I agree that the economic model which might make most sense is a
Telco/HW/consolidator venture such as Earthlink/??/Boingo.  In that
scenario:

1.  Telco provides their customers a DSL/Cable modem with WiFi AP
hardware built in. 
2.  Telco offers WiFi client cards to customers via a co-marketing
program.  
3.  Telco packages this as a "premium" service with the following
benefits:

        a.  Customer gets home WiFi in one small box
        b.  Customer gets roaming access to other Telco/consolidator
sites
        c.  Telco builds a network on their own bandwidth, reducing the
"theft" argument.

Potentially this opens a lot of possibilities for the Telco;
Voice-over-IP telephony, etc.

...dtw


-----Original Message-----
From: [EMAIL PROTECTED]
[mailto:[EMAIL PROTECTED]] On Behalf Of Julian Bond
Sent: Saturday, September 21, 2002 11:45 PM
To: [EMAIL PROTECTED]
Subject: [BAWUG] node funding


Todd Boyle <[EMAIL PROTECTED]> wrote:
>Well,  a CWN is not a global internet, it is a local apparatus
>that has an upstream (the internet gateways, which must be
>paid for) and it has a downstream (users of gateways and
>routes to reach them) and there is not going to be any CWN
>unless USERS are willing to pay a few bucks.

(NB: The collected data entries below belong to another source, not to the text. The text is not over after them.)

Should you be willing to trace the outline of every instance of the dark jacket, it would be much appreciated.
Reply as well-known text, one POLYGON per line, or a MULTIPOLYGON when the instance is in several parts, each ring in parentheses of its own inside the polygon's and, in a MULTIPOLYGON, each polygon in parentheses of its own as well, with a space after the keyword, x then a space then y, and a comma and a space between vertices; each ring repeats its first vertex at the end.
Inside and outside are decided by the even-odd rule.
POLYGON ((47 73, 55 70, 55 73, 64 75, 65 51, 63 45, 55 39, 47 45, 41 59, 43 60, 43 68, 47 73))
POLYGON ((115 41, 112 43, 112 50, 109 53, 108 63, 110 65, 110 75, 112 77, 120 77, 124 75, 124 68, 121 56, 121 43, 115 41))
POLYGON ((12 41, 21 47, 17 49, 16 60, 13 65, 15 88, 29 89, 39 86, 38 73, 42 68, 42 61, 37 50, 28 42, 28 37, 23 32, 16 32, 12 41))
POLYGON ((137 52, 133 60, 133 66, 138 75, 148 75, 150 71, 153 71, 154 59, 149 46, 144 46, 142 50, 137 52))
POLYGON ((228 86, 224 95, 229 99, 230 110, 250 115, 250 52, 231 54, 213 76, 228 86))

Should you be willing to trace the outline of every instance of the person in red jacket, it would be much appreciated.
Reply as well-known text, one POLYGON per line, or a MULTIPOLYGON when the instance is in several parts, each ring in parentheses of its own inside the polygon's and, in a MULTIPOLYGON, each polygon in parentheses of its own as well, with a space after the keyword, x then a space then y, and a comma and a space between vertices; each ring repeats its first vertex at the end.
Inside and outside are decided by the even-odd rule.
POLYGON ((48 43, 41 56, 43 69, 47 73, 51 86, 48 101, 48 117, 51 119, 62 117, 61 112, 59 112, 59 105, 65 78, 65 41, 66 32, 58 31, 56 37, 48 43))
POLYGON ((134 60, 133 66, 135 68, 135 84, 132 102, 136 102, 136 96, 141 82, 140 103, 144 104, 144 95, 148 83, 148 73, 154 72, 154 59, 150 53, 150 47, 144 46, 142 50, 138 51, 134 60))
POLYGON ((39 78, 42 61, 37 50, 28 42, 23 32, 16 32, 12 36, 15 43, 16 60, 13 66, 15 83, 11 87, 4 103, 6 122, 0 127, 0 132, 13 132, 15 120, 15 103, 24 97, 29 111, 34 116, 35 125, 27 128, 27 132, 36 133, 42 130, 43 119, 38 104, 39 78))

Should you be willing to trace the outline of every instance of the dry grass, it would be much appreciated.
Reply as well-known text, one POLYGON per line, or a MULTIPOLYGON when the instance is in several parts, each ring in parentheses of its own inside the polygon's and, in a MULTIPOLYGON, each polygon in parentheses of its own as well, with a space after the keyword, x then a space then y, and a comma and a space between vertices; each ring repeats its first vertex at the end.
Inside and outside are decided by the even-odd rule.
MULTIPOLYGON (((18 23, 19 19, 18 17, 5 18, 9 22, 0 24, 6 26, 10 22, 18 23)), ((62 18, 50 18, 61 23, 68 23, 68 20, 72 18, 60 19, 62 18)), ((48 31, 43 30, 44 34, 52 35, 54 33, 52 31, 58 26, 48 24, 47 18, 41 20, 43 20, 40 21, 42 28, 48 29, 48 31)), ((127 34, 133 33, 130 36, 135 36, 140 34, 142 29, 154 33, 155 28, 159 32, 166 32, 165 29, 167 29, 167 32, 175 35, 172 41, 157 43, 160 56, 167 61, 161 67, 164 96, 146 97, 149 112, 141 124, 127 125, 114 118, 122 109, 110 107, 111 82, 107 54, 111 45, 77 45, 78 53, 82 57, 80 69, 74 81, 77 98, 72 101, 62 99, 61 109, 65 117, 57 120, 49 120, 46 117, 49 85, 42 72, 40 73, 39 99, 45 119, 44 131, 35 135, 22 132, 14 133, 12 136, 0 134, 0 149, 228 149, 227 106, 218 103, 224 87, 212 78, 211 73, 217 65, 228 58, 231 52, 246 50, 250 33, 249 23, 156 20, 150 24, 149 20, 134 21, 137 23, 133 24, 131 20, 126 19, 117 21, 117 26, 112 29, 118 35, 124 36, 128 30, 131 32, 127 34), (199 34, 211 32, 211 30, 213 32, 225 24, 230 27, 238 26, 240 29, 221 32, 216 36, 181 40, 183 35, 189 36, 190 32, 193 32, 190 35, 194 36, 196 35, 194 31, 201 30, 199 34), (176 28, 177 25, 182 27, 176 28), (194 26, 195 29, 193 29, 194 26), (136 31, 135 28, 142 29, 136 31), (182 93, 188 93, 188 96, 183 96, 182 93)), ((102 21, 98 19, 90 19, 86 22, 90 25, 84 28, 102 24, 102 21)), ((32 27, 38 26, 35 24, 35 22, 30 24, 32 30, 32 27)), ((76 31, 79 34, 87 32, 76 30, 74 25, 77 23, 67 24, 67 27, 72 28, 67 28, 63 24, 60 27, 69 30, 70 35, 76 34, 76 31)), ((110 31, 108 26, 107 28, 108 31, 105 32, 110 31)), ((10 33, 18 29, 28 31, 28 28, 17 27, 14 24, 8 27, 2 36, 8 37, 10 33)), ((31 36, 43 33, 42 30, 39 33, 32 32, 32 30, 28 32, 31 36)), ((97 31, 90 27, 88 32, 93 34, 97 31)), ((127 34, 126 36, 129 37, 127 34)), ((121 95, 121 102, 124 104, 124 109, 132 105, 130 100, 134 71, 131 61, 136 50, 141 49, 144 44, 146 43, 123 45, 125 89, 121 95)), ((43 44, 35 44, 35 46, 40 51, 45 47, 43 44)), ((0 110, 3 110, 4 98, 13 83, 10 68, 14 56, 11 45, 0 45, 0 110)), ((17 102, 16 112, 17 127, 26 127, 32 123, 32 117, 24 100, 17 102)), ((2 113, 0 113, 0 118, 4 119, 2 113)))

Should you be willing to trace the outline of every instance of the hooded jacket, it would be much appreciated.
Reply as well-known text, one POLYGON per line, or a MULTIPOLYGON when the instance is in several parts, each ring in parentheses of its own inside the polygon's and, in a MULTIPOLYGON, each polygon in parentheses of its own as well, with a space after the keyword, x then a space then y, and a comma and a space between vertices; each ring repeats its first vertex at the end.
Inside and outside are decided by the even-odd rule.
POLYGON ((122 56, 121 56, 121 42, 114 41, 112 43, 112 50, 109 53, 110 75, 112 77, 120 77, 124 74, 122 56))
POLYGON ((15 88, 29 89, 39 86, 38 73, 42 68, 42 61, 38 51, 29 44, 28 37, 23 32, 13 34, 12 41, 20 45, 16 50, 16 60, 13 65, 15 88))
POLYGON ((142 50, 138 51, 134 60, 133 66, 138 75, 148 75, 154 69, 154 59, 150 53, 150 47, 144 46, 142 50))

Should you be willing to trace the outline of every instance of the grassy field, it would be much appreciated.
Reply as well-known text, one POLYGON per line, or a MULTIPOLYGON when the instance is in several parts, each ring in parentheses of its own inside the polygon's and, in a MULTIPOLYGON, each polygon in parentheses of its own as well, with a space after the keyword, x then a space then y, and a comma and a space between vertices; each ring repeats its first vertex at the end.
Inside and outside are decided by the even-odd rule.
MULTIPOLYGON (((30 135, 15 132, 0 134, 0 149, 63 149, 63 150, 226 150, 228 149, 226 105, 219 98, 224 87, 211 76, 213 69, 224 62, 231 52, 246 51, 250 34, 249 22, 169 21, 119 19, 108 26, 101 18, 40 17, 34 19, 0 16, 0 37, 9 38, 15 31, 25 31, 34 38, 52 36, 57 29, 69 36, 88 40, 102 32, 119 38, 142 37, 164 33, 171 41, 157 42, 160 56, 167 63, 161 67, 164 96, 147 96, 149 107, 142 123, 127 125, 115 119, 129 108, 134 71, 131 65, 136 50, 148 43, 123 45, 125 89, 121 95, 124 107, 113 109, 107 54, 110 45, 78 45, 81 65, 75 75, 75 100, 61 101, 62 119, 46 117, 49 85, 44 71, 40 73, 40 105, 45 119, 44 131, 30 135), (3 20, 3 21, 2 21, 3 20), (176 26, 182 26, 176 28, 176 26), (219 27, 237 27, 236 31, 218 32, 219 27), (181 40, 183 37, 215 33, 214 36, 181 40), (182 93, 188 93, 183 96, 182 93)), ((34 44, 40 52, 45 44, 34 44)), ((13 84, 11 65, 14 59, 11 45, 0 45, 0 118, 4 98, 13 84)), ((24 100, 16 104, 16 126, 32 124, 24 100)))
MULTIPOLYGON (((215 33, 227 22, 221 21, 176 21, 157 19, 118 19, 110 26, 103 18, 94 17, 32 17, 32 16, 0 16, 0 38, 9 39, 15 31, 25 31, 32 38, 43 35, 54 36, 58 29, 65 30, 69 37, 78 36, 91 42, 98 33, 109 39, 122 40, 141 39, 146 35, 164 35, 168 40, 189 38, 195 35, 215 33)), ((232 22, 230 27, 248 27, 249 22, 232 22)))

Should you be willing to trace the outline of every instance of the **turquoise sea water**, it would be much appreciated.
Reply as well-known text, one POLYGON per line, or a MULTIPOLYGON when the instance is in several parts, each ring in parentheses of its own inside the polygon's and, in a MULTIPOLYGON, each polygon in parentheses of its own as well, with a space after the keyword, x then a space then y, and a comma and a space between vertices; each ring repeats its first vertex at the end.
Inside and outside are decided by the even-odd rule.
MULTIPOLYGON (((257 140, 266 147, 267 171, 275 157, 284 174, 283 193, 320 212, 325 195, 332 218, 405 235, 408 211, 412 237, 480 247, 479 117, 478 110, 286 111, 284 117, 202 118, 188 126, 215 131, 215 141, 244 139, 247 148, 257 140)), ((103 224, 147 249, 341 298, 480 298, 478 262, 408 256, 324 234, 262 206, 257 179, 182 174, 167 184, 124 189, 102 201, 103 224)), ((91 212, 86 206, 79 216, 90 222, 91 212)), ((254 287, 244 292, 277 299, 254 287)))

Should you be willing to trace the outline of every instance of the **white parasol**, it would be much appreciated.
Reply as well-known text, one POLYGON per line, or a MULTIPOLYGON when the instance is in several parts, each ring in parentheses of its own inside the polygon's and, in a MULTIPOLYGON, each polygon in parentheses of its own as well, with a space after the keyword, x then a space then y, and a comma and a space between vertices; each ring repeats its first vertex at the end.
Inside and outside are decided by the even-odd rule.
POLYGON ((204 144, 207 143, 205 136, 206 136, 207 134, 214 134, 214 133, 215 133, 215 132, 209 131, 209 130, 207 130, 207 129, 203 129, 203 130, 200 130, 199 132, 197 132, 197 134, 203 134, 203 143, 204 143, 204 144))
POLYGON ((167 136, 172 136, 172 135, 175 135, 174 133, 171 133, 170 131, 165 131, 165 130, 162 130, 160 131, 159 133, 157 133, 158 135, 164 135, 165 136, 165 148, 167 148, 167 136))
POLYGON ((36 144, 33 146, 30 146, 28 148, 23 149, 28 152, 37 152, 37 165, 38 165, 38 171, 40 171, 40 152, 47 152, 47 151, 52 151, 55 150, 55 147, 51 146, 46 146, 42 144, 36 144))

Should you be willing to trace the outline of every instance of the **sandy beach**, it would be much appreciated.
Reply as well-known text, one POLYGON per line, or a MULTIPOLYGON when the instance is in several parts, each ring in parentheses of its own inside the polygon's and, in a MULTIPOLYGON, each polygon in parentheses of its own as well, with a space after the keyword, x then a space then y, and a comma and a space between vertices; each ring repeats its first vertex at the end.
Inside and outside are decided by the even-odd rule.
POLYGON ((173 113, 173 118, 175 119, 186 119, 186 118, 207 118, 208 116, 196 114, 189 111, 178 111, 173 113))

So the NoCat people should build a PayPal subscription system into 
NoCatAuth? Or we all just use one of the commercial roaming systems like

Boingo/Joltage? [1]

The too free to bill approach actually makes quite a lot of sense in 
several scenarios.
- So few people use my node that I won't bother. Anyway I'd pay for the 
bandwidth anyway for my own use so it's not costing me anything extra.
- I'll just mark it up to advertising. I've only got to sell 3 extra 
coffees a day to cover it and I'll use the bandwidth myself in the 
evening anyway.

Where it might be a pain is in the first scenario except that your 
location means that there are 10s of people using it all the time.

[1]There is a trick here that Boingo-Joltage have spotted and somebody 
will make work, which is the global roaming system for the rest of us on

an MLM-franchise model. The T-Mobile-Starbucks-BT Openzone approach is 
very capital intensive and will never get universal coverage. But some 
tie up between a Telco and hardware-software manufacturers might be able

to put a package together where the operator made money as well. So 
who's M$ going to partner with then?